# sitting back with a BIG smile



## Ian.B (Nov 1, 2017)

I do have rather a smug smile on my face after looking at _ALL_ the thread headings about the 'new' Lr.
Abode do seem to be good a causing worry and confusion. While you can; Lr6 maybe a good investment for some

As I have said often; there are no regrets not going past lr5.7; bit of an age thing I guess, but Lr5 does what I need and it is still the better filing  program available ATM, with the advantage of being a very powerful editing program

Sometimes our wants seem to out strip our actual needs, so I'm just hoping I don't lose Lr5 for a couple years -- after that I'm not sure I will really care too much

Have fun with it folks; with older age comes a little more experience that seems to say enough is enough


----------



## clee01l (Nov 1, 2017)

Ian.B said:


> Have fun with it folks; with older age comes a little more experience that seems to say enough is enough


I'll be 71 in a month.  I can't wait for Adobe to add features to LRCC and I think Lightroom Classic will be around for a while.  It is never enough.
If I settle for the experiences that I've had instead of the ones that I haven't I'll be dead.
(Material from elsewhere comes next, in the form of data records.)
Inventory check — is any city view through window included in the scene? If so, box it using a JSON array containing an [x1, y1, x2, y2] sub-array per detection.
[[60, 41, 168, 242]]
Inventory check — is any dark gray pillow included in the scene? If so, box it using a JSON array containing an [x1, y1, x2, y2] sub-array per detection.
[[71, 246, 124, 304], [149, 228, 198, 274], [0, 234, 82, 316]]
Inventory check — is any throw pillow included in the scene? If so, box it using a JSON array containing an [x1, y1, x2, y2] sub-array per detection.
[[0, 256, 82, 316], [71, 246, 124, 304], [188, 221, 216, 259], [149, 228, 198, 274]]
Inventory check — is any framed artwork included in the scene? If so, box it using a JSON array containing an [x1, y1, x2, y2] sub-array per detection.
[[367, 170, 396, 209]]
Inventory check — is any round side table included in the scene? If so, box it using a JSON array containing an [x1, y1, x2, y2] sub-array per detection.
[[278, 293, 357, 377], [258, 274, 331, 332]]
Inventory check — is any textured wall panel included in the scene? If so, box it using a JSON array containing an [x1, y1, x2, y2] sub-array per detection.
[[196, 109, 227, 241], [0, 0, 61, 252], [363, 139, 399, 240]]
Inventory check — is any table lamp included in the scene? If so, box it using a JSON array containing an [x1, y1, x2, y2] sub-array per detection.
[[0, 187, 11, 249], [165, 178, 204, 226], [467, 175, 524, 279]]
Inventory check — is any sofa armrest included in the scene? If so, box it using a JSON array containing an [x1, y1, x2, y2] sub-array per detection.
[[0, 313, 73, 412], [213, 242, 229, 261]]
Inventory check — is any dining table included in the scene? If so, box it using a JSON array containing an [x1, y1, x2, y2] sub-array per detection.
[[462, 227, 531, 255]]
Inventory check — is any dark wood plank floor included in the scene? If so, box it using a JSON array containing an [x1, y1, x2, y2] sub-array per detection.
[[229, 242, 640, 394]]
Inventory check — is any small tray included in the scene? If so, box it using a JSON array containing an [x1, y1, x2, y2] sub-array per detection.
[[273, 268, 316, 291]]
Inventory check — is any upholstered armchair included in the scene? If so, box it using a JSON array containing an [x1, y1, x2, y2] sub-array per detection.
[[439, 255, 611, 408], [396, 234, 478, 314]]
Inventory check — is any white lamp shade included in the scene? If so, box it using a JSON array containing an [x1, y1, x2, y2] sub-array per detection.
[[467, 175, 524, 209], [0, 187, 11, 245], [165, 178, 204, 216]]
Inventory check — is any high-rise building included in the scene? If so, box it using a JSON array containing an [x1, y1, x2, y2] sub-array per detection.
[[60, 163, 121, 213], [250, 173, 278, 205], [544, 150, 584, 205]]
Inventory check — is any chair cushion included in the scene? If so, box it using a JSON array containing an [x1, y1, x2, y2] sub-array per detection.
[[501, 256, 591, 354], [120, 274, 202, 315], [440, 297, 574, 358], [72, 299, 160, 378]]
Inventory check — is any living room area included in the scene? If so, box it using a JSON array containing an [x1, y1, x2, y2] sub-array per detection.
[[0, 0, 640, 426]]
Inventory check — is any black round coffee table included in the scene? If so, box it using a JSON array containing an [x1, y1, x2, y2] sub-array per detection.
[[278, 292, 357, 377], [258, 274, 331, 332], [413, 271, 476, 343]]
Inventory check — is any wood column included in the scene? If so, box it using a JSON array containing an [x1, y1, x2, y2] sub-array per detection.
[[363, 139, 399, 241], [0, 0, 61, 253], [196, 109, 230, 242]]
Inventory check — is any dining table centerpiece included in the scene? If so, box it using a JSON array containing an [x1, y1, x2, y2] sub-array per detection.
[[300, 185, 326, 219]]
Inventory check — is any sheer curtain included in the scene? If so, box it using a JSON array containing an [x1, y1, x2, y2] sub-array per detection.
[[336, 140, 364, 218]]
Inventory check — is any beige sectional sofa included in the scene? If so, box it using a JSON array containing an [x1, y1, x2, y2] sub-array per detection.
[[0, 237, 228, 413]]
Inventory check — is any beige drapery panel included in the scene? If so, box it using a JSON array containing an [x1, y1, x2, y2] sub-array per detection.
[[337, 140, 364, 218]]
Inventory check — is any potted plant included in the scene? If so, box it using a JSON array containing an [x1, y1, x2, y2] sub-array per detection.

I've got a bucket list and at 71, the bucket is still half full.  At 69, I took up mandolin Lessons, my first musical instrument.  I still have not been to Australia.  Darwin is in my bucket still.


----------



## Bill Sprague (Nov 1, 2017)

I'm 71 too.  I'm thrilled with all the new things to learn.  It is great brain exercise.


----------



## tspear (Nov 1, 2017)

I love reading stuff like this. My parents set a record so far this year since they retired. They were home for four weeks in a row. This has not happened in eight years...
We joke that the only way we know what our parents are doing is via FB photos showing where/what they are doing.

Tim

Sent from my LG-TP260 using Tapatalk


----------



## Ian.B (Nov 1, 2017)

clee01l said:


> I'll be 71 in a month.





Bill Sprague said:


> I'm 71 too.



I said I'm 'older'; not OLD like you two   

more of a case of needing something new to do away from cameras, computers and editing photos that don't mean a lot to me . ATM I'm on the older lappy while the newer is at the doctor, and for some reason I get the audio signal that the camera and ext drive in connect; however there is nothing for the connection showing up on the screen. Yep; bit over it. 
Maybe time to tidy the shed, sharpen the old tools and re-learn how_ not_ to cut my fingers off.   
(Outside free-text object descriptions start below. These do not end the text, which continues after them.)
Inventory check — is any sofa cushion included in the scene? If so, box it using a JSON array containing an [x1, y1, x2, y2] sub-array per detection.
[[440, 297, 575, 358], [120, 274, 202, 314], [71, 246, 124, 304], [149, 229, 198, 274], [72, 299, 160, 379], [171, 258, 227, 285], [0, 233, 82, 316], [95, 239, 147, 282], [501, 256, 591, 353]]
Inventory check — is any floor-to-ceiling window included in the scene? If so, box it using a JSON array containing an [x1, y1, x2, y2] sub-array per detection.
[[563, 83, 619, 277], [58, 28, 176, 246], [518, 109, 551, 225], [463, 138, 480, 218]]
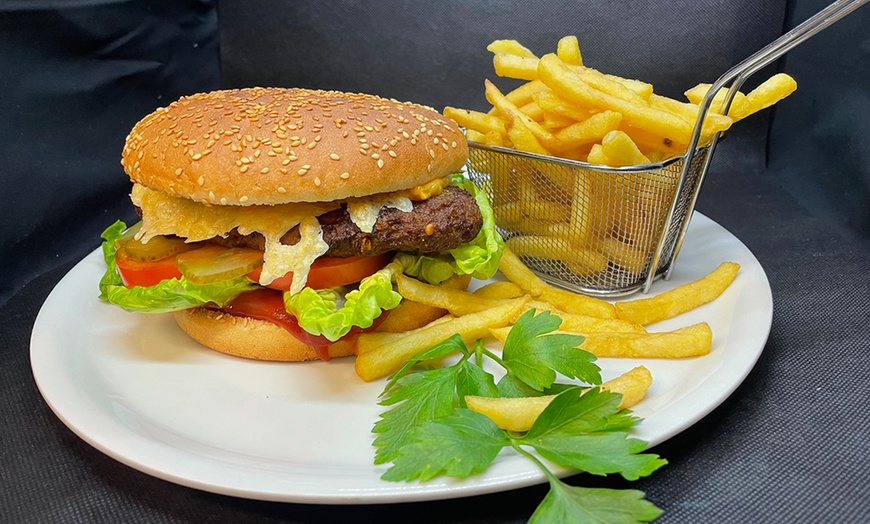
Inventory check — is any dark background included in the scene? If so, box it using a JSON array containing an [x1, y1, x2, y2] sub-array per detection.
[[0, 0, 870, 522]]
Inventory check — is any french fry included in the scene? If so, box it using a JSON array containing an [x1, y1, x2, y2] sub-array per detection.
[[444, 106, 507, 136], [539, 285, 616, 318], [616, 262, 740, 326], [579, 322, 713, 358], [465, 366, 652, 433], [649, 94, 734, 139], [506, 235, 607, 275], [619, 124, 687, 156], [587, 144, 612, 166], [356, 314, 456, 355], [474, 281, 525, 300], [556, 110, 622, 150], [396, 274, 510, 317], [556, 36, 583, 66], [486, 40, 537, 58], [729, 73, 797, 120], [538, 54, 692, 143], [519, 100, 544, 122], [504, 80, 548, 107], [600, 366, 652, 409], [484, 80, 561, 154], [684, 84, 747, 115], [492, 53, 538, 80], [601, 130, 650, 166], [354, 297, 529, 382]]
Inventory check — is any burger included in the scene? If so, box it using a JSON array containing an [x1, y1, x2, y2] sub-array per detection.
[[100, 88, 504, 361]]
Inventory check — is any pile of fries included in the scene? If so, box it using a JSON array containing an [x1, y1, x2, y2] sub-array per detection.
[[355, 248, 740, 431], [356, 248, 739, 381], [444, 36, 797, 294], [444, 36, 797, 166]]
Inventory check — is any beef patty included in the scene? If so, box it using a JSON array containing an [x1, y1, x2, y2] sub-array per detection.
[[211, 186, 483, 258]]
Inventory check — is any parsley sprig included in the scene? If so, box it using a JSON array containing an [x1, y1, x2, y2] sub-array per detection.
[[372, 311, 666, 523]]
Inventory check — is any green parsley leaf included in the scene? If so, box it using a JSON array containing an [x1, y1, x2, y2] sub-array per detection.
[[372, 368, 456, 464], [502, 310, 601, 391], [456, 360, 498, 408], [532, 431, 667, 480], [524, 387, 640, 441], [498, 373, 542, 398], [381, 408, 510, 481], [529, 479, 662, 524], [517, 388, 667, 480]]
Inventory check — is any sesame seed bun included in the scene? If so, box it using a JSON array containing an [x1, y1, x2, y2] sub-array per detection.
[[121, 88, 468, 206]]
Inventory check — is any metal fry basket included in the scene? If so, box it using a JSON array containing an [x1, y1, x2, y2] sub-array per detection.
[[467, 0, 867, 296]]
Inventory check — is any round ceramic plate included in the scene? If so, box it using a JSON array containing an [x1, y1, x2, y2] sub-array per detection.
[[31, 214, 773, 504]]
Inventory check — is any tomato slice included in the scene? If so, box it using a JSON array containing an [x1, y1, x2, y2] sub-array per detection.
[[222, 288, 389, 360], [248, 253, 393, 291], [115, 246, 181, 287]]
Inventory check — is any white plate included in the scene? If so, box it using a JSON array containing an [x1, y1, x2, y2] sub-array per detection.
[[31, 214, 773, 504]]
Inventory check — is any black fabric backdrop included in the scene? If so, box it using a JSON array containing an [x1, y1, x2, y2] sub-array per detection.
[[0, 0, 870, 523]]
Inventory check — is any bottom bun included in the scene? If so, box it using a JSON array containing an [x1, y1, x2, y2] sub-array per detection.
[[174, 277, 470, 362], [173, 308, 355, 362]]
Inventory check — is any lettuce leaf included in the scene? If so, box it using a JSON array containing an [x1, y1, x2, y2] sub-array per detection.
[[284, 262, 402, 342], [100, 220, 260, 313], [397, 173, 504, 284]]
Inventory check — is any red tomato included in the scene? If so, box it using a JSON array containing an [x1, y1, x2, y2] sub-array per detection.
[[248, 253, 392, 291], [115, 248, 181, 287]]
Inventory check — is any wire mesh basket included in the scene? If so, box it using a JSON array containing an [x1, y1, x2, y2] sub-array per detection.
[[467, 0, 868, 296], [468, 142, 709, 296]]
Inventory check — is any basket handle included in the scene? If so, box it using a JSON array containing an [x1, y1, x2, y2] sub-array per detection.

And Darwin? Ya too old for that place


----------



## AndreasM (Nov 2, 2017)

As another 5.7 user (aged 46) I think Ian is right about the "age thing".
We're simply too YOUNG to think that a subscription model is a good deal!


----------



## Johan Elzenga (Nov 2, 2017)

The funny thing is that this is usually the opposite. Older people were still taught that if you want to buy something, you have to save the money first. Young people 'buy' the latest iPhone they can't really afford, by getting a subscription that includes the price of the phone. So maybe the real problem is that there aren't enough older people at Adobe anymore?...


----------



## clee01l (Nov 2, 2017)

JohanElzenga said:


> So maybe the real problem is that there aren't enough older people at Adobe anymore?...
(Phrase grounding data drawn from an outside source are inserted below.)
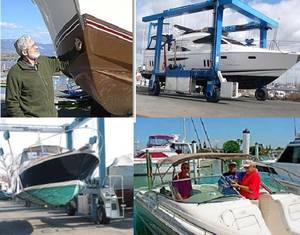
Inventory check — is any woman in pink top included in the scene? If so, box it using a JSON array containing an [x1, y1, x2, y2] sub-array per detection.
[[172, 163, 192, 200]]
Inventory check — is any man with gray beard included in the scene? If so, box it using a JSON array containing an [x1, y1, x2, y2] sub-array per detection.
[[5, 35, 82, 117]]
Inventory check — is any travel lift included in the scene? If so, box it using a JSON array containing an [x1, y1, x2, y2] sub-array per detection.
[[0, 118, 125, 224], [142, 0, 278, 102]]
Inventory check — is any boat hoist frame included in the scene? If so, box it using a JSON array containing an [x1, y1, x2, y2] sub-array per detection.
[[142, 0, 278, 102]]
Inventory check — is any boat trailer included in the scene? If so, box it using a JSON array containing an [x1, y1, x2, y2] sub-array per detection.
[[142, 0, 278, 102]]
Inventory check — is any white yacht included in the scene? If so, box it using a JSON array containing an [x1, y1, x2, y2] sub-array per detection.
[[135, 153, 300, 235], [142, 30, 300, 99]]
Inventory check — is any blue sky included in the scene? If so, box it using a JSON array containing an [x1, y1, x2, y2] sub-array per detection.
[[1, 0, 51, 43], [135, 118, 300, 147]]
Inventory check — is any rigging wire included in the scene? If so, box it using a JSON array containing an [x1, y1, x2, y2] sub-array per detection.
[[200, 118, 213, 152], [191, 118, 202, 149]]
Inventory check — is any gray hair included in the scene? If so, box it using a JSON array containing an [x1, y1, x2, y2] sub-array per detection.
[[14, 35, 32, 56]]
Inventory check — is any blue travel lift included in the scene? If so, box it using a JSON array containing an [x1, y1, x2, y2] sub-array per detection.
[[143, 0, 278, 102], [0, 118, 126, 224]]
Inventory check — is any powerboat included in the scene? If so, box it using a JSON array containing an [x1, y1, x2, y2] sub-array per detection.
[[17, 145, 99, 206], [135, 153, 300, 235], [134, 134, 192, 187], [34, 0, 133, 116], [141, 27, 300, 98]]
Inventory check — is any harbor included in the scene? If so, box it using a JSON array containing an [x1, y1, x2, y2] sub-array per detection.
[[136, 87, 300, 117], [0, 118, 133, 234], [134, 118, 300, 235]]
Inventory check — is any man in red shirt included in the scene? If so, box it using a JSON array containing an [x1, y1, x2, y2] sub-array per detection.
[[172, 162, 192, 200], [232, 160, 261, 200]]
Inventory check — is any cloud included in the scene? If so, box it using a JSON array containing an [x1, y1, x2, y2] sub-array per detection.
[[0, 22, 21, 29]]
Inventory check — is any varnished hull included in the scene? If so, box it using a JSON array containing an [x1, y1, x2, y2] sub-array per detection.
[[35, 0, 133, 116]]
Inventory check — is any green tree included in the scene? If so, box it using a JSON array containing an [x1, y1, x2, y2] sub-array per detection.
[[223, 140, 240, 153]]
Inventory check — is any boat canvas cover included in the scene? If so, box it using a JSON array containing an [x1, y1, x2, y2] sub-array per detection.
[[157, 153, 252, 167]]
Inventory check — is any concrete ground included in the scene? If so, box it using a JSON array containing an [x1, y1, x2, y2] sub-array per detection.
[[0, 201, 133, 235], [136, 90, 300, 117]]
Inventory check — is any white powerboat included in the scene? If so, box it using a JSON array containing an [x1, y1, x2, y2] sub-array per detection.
[[34, 0, 133, 116], [141, 30, 300, 98], [134, 134, 192, 188], [135, 153, 300, 235]]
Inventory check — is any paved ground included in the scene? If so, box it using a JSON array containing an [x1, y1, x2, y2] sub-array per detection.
[[136, 91, 300, 117], [0, 201, 133, 235]]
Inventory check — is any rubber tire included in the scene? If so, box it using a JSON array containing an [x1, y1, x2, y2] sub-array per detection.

I don't think there ever were.   Thirty year old app designers with acute vision have never grasped the concept that while visually appealing, tiny fonts in a gray on grayer background is difficult to read on a high resolution monitor for the over 40 crowd.


----------



## Linwood Ferguson (Nov 2, 2017)

clee01l said:


> I don't think there ever were.   Thirty year old app designers with acute vision have never grasped the concept that while visually appealing, tiny fonts in a gray on grayer background is difficult to read on a high resolution monitor for the over 40 crowd.


It's not just that, I am convinced a huge amount of development is outsourced and off shored, and done from specs as opposed to real users of the product.

Yeah, maybe, but bear in mind it is (a) often offs-shored and out-sourced to people writing code from specs who have no context and never saw a camera other than a cell phone, but more importantly (b) what they think of as cosmetic designs are often done by marketing dweebs who are even more clueless.


----------



## tspear (Nov 2, 2017)

Ferguson said:


> It's not just that, I am convinced a huge amount of development is outsourced and off shored, and done from specs as opposed to real users of the product.
> 
> Yeah, maybe, but bear in mind it is (a) often offs-shored and out-sourced to people writing code from specs who have no context and never saw a camera other than a cell phone, but more importantly (b) what they think of as cosmetic designs are often done by marketing dweebs who are even more clueless.



Or have just a few images loaded. Look at the whole problem with 2GB file sizes and warning messages. I thought it was 1985 again....

Tim


----------



## Ian.B (Nov 2, 2017)

some interesting thoughts been shared
I just posted this in a FB On1 learning group
 Sorry On1; i have been suggesting Adobe CC users could consider buying Lr6 while they can as lr IMO is still the better DAM program at this point in time; especially for those who have used Lr for awhile and have a good system and keyword hierarchy working for them .
Believe me; I have tried going without my Lr5 -- maybe I'm just too used to it. 
In fact everything ended up a bit of mess as On1 returns keywords to Lr as a single list. On1 has a way to go in the browse section imo. 

If someone was really smart; they would build a DAM system similar to Lr; hopefully without the catalog dramas and let the others build the editing part. No point having photos if they can not be found; even if one is not taking many photos atm


----------



## PhilBurton (Nov 2, 2017)

Ferguson said:


> It's not just that, I am convinced a huge amount of development is outsourced and off shored, and done from specs as opposed to real users of the product.
> 
> Yeah, maybe, but bear in mind it is (a) often offs-shored and out-sourced to people writing code from specs who have no context and never saw a camera other than a cell phone, but more importantly (b) what they think of as cosmetic designs are often done by marketing dweebs who are even more clueless.


Actually, the "cosmetic designs" should be done by people with job titles like "User Experience."  These people are a distinct category from engineers who write code.

Judging by the LR 6 interface, I think Adobe does a only a fair-to-middling job in UX.  E.g. I can set the location for the catalog backup where?  Not in the set of tabbed panels where I set all other catalog attributes.


----------